Thursday, 17 January 2019

Are books about the paranormal too 'twee' for today's kids? This Week's #ReadItTorial

It's definitely something that's common to a lot of miscreants my age, that we grew up in the 1970s and 80s on a diet of books that - as kids - we probably shouldn't have been anywhere near.

There was a lot of talk on Twitter about the return of Usborne's truly brilliant (and quite traumatic) "The World of the Unknown" range, including the pinnacle of scariness, the "Ghosts" edition.

Thanks to Usborne's fantastic writing teams, and a ton of quite harrowing photos and illustrations, these books are etched in the memories of an entire generation.
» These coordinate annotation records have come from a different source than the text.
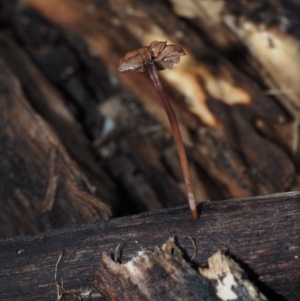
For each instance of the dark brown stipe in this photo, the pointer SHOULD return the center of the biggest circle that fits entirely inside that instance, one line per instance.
(163, 56)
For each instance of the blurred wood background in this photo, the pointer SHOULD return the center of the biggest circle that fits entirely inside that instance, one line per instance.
(79, 142)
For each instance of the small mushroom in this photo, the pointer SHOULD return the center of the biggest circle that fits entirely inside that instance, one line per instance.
(159, 56)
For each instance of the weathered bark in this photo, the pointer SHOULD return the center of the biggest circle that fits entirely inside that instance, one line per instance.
(41, 187)
(266, 34)
(261, 233)
(163, 274)
(222, 104)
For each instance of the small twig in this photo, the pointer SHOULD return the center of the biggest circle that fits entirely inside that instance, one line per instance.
(161, 55)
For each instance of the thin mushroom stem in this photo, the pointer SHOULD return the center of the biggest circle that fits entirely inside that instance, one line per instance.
(153, 73)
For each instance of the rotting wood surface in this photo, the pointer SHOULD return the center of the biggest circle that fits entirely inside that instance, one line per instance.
(240, 139)
(261, 233)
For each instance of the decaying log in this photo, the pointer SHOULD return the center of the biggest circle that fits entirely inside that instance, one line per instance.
(41, 187)
(261, 233)
(163, 274)
(267, 34)
(221, 104)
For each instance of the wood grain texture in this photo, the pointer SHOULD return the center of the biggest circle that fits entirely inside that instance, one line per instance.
(41, 186)
(263, 233)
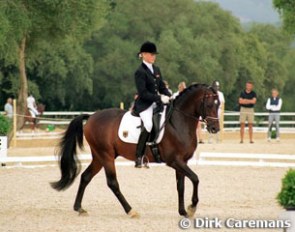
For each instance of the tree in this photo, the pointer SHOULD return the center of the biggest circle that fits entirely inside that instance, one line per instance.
(29, 24)
(197, 41)
(286, 9)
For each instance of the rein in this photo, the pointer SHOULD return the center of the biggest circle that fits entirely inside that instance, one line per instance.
(203, 116)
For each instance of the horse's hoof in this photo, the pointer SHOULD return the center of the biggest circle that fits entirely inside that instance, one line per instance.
(191, 211)
(82, 212)
(133, 214)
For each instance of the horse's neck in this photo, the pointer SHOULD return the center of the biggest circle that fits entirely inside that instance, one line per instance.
(184, 119)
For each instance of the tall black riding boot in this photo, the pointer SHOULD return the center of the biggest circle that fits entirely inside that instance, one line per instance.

I remember getting copies of these through (of all things) our School Book Club, sneaking them home and then actually being too petrified to read them at bedtime, waiting until the daylight hours and bright sunshine to dip into them

So hearing that Anna Howorth over at Usborne is considering petitioning to bring them back into print is just the best news ever. My childhood copies have long been lost, and they're actually fairly sought after online so other than stumbling across them in secondhand book stores or at boot sales, I didn't think we'd ever see their ilk again.

It is a bit of a 'lost' genre for today's kids, the only recent example I can recall of a book dealing with mysteries and the paranormal is B Small's truly excellent "Real Life Mysteries" which did a fantastic job of updating the whole mysteries / phenomenon book for a whole new generation (and won a Blue Peter Award for it to boot!)

I started to think back to my two "Bad Influence" uncles who weaned me onto books about UFOs, mysteries and paranormal goings on when I was a nipper. They were the ones who used to buy truckloads of books by Erich Von Daniken, John A Keel and Arthur C Clarke and many other luminaries who used to publish paperback and pocket edition books full of weird happenings across the globe.

TV used to have lots of different shows also focusing on weird phenomenon too.

Anyone remember Leonard Nimoy hosting the "In Search Of..." series?

Oh and of course, speaking of traumatic childhoods, there was always this show - the theme tune alone used to scare the living daylights out of me even before ol' Arthur cropped up to do his short pieces to camera ahead of the show's theme for that week...

I still have this book and I still can't believe how scary the show was as a kid
Then there was this. A real game-changer, a whopping great big paperback edition of this was my go-to for weirdness as a kid...

"The World Atlas of Mysteries" by Francis Hitching. Featuring THAT picture of someone's burned up ankle in a spontaneous human combustion case. ARGHH you know the one I mean. 
My uncles also collected "The Unexplained" which was a weekly magazine all about this stuff, and later on I inherited another bizarre but completely enthralling book about weird creatures from them too:

The cause of so many nightmares. Totally engrossing!
This was my introduction to "The West Virginia Mothman" - a strange winged beastie which inhabited a huge region around the Blue Ridge Mountains back in the 1960s and scared the plops out of local residents, with many eyewitness reports collected by Keel himself as he visited the area.

I suspect that all these books fed into my love of science fiction and fantasy too, and of course ghost stories and I wonder if there would be a market for books like this these days.

I guess in today's internet generation of kids, it might just be that today's bookworms aren't really interested in mild scares from real-world mysteries which have probably long been debunked but weirdly I still find myself drawn to the "Mysterious Universe" website to check on the daily goings-on in the worlds of mysterious phenomenon and the paranormal.

Who doesn't love a good ghost story after all?

Really hope Usborne do bring these back and if they don't I might just bloomin' well write my own mysterious phenomenon book and start pitching it instead!